Silicon take a look at and telemetry within the age of AI
With the size and processing calls for of AI units and workloads on the rise, system reliability, silicon well being and SDC points have gotten extra widespread. Whereas there isn’t a single resolution or antidote for avoiding these points, deeper and extra complete take a look at, restore, and telemetry—on the silicon degree—may also help mitigate them. The flexibility to detect or predict in-field chip degradation is especially invaluable, enabling corrective motion earlier than sudden or catastrophic system failures happen.
Delivering end-to-end visibility by RAS, silicon take a look at, restore, and telemetry might be more and more essential as we transfer towards the age of AI.
Shankar Krishnamoorthy is chief product improvement officer at Synopsys.
Krishna Adusumalli is R&D engineer at Synopsys.

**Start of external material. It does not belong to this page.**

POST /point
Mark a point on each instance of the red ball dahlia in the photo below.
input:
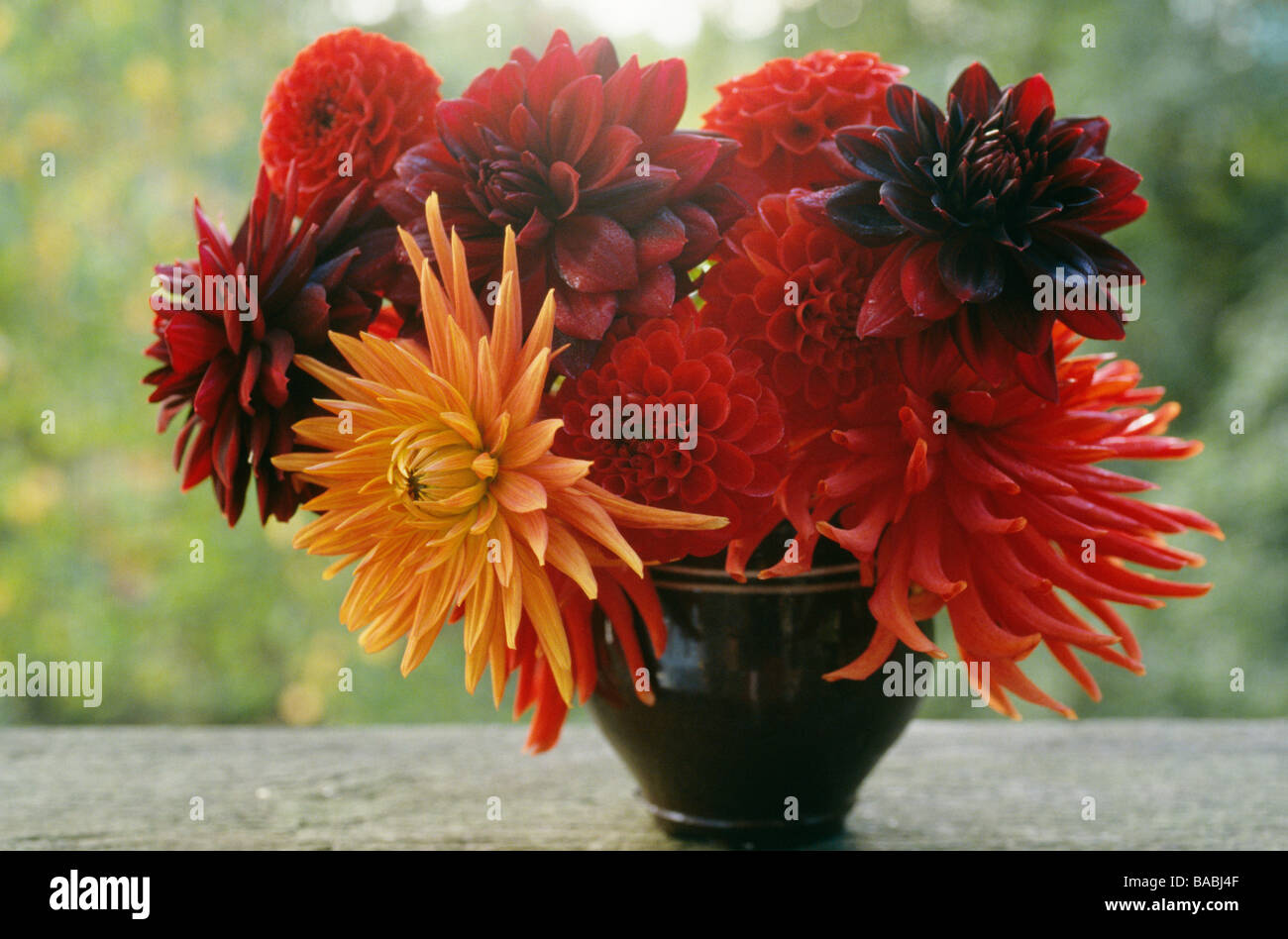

Jyotika Athavale is structure engineering director at Synopsys.
Yervant Zorian is chief architect at Synopsys.
Associated Content material
- Uncovering Silent Knowledge Errors with AI
- 11 steps to profitable {hardware} troubleshooting
- Self-testing in embedded programs: {Hardware} failure
- Understanding and combating silent knowledge corruption
- Check options to confront silent knowledge corruption in ICs
The publish Addressing {hardware} failures and silent knowledge corruption in AI chips appeared first on EDN.